China returned to familiar territory by posting a trade surplus last month, but exports only narrowly topped imports, providing limited comfort for policymakers fearful of another round of global economic turmoil.
China recorded a US$1.7 billion trade surplus last month, defying expectations for a second straight deficit after March’s US$7.2 billion shortfall. However, if a trade surplus is the normal state of affairs for the world’s largest exporting nation, the new normal could be smaller surpluses, reflecting China’s growing domestic demand and the relatively frail health of the world’s other major economies.
Exports rose an annual 30.5 percent last month, topping forecasts for 28.9 percent growth. Imports were up 49.7 percent from a year earlier, compared with predictions for a 53.8 percent increase.
“Expectations for yuan appreciation will continue to exist, but April’s strong export figure alone will not have a big impact on timing,” said Sun Wencun, an economist with CITIC Securities (中信證券) in Beijing.
China has frozen its currency against the US dollar since mid-2008, trying to cushion its exporters from the global financial crisis.
Speculation had swirled in recent weeks that it was only a matter of time before Beijing let the exchange rate resume appreciation, but many analysts believe that international jitters in the wake of Greece’s debt crisis could stay its hand.
“These [trade] numbers largely pre-date the escalation of the euro-area sovereign debt crisis and the sharp sell-off in the euro, so it is still too soon to tell whether we will see weaker European demand for Chinese exports in the months ahead,” Brian Jackson, an economist with the Royal Bank of Canada in Hong Kong, said in a note.
China’s leaders have said they want to be sure that external demand has made a sustained recovery before unwinding policies introduced at the height of the global credit crunch, including the yuan’s de facto peg and a range of tax rebates given to exporters.
The world’s third-largest economy slipped into a trade deficit in March — its first in six years — more because of domestic vigor than external weakness.
With China growing 11.9 percent in the first quarter from a year ago, its appetite for energy and raw materials has been voracious.

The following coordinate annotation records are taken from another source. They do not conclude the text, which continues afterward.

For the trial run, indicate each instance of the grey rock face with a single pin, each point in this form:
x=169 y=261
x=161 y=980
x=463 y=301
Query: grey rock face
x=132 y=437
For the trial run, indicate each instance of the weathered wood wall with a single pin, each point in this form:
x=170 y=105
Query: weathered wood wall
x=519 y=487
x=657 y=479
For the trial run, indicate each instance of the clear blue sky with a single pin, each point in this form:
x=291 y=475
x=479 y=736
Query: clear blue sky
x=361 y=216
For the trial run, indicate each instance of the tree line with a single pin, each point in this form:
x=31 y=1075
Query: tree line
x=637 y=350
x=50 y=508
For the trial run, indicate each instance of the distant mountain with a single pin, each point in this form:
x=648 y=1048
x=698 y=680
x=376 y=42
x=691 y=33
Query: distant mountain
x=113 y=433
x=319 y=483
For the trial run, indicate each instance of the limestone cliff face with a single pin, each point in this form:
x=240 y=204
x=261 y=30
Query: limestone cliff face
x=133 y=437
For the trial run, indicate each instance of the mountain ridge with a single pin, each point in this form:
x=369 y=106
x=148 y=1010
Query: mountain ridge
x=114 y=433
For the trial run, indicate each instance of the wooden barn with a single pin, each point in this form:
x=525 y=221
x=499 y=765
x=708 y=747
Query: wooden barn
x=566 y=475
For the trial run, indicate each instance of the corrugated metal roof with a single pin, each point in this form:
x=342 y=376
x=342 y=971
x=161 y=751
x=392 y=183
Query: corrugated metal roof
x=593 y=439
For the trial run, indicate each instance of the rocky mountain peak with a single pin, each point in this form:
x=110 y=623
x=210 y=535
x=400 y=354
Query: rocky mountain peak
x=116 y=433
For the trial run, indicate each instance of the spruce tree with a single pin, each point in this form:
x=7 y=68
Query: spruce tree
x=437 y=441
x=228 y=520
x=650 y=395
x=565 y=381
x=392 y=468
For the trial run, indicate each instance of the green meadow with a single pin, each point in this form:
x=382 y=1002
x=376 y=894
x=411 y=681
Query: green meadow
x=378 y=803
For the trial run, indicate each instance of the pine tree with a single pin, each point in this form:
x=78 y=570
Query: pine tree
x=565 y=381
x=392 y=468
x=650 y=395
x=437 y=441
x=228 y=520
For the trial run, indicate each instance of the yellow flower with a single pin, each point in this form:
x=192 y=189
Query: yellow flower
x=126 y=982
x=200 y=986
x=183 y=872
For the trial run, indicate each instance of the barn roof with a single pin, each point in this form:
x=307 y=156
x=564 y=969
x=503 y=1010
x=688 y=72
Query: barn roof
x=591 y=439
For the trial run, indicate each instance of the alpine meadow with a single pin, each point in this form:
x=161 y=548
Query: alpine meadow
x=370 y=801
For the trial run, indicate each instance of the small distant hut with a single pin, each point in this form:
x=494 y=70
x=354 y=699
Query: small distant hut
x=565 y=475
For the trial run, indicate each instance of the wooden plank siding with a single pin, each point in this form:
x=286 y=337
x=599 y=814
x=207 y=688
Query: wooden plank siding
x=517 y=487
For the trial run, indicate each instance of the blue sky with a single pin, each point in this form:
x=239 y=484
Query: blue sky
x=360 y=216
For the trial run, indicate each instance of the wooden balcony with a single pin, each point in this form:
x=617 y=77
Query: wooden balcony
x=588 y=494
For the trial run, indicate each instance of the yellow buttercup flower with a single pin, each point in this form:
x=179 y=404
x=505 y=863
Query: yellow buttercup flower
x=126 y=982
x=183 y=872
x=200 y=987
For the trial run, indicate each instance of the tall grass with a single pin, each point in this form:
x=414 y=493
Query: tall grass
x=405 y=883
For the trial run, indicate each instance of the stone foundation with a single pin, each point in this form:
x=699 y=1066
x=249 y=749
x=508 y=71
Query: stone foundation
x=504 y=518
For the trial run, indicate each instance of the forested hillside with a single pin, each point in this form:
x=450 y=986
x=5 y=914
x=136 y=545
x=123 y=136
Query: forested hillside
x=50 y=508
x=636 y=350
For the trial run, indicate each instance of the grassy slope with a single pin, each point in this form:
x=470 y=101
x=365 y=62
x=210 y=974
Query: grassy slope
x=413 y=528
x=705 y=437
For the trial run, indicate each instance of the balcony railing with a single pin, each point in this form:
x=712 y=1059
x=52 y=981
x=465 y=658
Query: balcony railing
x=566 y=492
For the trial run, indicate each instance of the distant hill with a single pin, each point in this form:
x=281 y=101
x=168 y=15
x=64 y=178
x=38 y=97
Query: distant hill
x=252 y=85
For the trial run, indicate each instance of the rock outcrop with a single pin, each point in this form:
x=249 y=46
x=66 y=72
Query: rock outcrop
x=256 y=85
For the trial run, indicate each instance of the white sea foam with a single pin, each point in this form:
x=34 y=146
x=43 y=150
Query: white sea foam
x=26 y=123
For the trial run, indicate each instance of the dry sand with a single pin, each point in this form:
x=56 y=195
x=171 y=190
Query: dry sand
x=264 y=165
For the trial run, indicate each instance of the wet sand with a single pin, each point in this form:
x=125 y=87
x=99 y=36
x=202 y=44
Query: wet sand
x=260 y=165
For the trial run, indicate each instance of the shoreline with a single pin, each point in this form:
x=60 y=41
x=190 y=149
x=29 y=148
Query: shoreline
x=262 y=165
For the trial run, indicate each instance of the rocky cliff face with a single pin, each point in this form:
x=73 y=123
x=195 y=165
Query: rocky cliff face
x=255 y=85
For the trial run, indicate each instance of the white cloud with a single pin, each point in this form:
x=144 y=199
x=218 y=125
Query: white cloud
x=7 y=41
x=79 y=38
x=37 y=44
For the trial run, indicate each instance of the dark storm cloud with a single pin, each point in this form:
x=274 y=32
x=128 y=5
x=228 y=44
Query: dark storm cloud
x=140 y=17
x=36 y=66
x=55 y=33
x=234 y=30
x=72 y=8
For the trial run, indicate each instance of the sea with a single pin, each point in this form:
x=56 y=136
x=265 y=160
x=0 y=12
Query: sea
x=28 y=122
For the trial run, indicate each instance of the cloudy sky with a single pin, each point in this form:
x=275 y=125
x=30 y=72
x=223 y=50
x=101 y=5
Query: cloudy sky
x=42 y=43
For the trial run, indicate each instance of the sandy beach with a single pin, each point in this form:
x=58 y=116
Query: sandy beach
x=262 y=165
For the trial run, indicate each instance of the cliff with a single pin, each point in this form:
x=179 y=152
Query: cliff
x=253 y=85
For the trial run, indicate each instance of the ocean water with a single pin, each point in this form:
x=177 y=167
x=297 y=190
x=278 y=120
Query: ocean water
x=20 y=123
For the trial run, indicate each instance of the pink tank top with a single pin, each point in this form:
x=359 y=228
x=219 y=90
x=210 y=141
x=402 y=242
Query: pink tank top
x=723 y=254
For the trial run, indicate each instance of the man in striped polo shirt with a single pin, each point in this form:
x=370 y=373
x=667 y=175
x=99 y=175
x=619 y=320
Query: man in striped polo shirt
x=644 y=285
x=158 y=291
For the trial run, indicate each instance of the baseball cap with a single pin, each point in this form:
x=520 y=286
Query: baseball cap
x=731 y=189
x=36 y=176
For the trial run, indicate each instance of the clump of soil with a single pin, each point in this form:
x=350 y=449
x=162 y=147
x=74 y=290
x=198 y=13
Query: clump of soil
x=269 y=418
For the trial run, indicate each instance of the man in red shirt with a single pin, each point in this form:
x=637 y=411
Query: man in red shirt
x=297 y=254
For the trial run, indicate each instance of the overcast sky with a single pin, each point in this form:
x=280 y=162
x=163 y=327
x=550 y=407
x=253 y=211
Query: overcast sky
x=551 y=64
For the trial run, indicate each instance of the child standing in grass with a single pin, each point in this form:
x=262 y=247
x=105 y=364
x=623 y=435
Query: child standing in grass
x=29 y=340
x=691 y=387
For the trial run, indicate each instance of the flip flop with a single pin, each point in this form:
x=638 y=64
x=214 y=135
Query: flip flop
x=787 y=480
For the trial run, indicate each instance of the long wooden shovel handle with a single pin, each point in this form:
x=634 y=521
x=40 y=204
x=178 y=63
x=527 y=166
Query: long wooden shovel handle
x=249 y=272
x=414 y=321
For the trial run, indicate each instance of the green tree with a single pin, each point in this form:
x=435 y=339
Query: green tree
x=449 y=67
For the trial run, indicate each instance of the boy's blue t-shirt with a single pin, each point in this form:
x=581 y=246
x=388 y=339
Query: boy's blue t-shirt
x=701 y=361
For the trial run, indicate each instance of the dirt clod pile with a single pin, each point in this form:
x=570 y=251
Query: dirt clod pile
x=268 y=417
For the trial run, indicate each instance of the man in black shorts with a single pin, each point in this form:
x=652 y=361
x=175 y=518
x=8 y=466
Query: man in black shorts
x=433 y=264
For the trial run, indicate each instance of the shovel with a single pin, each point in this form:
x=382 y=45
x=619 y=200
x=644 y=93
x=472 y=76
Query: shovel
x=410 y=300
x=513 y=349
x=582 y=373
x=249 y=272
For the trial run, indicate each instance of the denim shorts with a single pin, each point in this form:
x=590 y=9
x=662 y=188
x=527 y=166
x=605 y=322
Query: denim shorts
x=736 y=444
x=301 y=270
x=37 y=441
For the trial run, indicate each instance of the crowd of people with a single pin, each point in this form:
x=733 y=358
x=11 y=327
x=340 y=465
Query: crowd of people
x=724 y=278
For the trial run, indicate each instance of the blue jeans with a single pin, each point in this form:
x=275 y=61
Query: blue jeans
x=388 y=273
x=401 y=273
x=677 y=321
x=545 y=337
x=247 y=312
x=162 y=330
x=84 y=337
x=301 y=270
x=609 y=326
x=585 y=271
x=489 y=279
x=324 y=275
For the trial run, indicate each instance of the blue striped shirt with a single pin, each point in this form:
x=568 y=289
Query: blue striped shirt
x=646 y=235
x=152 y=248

Last month may prove to have been something of an inflection point, with base effects over the rest of the year likely to push export growth rates higher, while the pace of import increases slows.
Exports rose 11.4 percent in month-on-month calendar adjusted terms, while imports were up 6.9 percent, the Chinese customs authority said.
Goldman Sachs economists Song Yu (宋宇) and Helen Qiao (喬虹) estimated that on a seasonally adjusted annualized month-on-month basis, exports grew around 25 percent and imports fell about 18 percent.
“We continue to believe the trade deficit [in March] was a one-off event and the trade surplus will likely increase throughout the year,” they said.
“We’ve been saying that the March trade deficit was temporary,” said Grace Ng (吳向紅), an economist with J.P. Morgan in Hong Kong. “We are looking for the full-year trade balance to come back into a solid balance situation.”
CAR SALES
Separately, a private research group reported yesterday that growth in China’s passenger car sales slowed to 34 percent last month as a year-long surge in demand began to wane.
Sales had jumped 63 percent in March from a year earlier.
The 1.11 million cars sold last month was down 12 percent from the 1.26 million sold in March, the Shanghai-based China Passenger Car Association said.
Feeble sales in the US and a surge in car buying by newly affluent Chinese helped make China the world’s largest auto market last year, when total vehicle sales jumped 45 percent over 2008 to 13.6 million units.